On Mon, Mar 12, 2012 at 3:50 PM, A M Torres, Hugo mnemonico@posthocergopropterhoc.net wrote:
Thanks Brad. I will contact them and will let you know asap.
.''
. Hugo A. M. Torres : :' :
.' “Talk is cheap,
- show me the code. ” -- L. Torvalds.On Mon, Mar 12, 2012 at 3:04 PM, Brad Chapman reply@reply.github.com wrote:
Hugo; I think that the phase is correct but happy to adjust if the GenomeTools folks think otherwise. The GFF spec specifies the phase as 0,1 or 2:
http://www.sequenceontology.org/gff3.shtml
while codon_start from the GenBank file is 1, 2 or 3:
http://www.ddbj.nig.ac.jp/FT/full_index.html#7.2
so I've made the adjustment from 1 to 0 in the GFF output when converting. Let me know if your interaction with the GenomeTools developers indicate I've missed something in the conversion.

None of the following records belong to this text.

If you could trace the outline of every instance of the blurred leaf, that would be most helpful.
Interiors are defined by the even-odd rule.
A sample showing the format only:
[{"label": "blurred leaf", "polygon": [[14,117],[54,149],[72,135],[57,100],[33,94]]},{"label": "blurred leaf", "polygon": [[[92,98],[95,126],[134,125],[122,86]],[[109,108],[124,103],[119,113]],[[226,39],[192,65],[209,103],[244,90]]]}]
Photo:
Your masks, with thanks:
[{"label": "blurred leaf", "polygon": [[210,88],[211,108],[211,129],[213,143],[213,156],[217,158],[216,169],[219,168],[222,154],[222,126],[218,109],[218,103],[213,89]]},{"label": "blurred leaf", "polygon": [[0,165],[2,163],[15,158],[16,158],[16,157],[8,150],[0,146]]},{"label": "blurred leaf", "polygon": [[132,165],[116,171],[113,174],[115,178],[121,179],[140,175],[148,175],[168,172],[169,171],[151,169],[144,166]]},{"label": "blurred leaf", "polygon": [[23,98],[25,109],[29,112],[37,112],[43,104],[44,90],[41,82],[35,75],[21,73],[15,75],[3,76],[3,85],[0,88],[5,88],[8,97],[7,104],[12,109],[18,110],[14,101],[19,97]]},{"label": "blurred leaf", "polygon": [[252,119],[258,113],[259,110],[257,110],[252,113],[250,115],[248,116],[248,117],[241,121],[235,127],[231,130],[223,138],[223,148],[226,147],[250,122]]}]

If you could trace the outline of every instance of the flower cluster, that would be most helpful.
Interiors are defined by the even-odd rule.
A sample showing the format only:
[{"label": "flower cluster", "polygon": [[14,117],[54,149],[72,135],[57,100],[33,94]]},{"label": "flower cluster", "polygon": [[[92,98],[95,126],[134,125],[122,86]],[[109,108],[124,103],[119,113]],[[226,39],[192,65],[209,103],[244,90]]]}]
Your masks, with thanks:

Reply to this email directly or view it on GitHub: https://github.com/chapmanb/bcbb/issues/52#issuecomment-4457847
Hugo; Thanks for this. The validator is complaining about 'source' not being present in the Sequence Ontology. Mapping GenBank to SO is a fairly large problem. I tried to tackle this a few years back but it ended up being too much work. Here's the progress I made:
http://bcbio.wordpress.com/2008/12/14/standard-ontologies-in-biosql/
Practically, most tools will not enforce this requirement, so being unable to map the entire thing I took the approach of keeping the output GFF similar to the input GenBank. If you wanted to take on a mapping of GenBank to Sequence Ontology I'd be happy to incorporate in.
Is GenomeTools requiring the ontology matches, or just that online validator?
Hi Brad,
Is GenomeTools requiring the ontology matches, or just that online validator?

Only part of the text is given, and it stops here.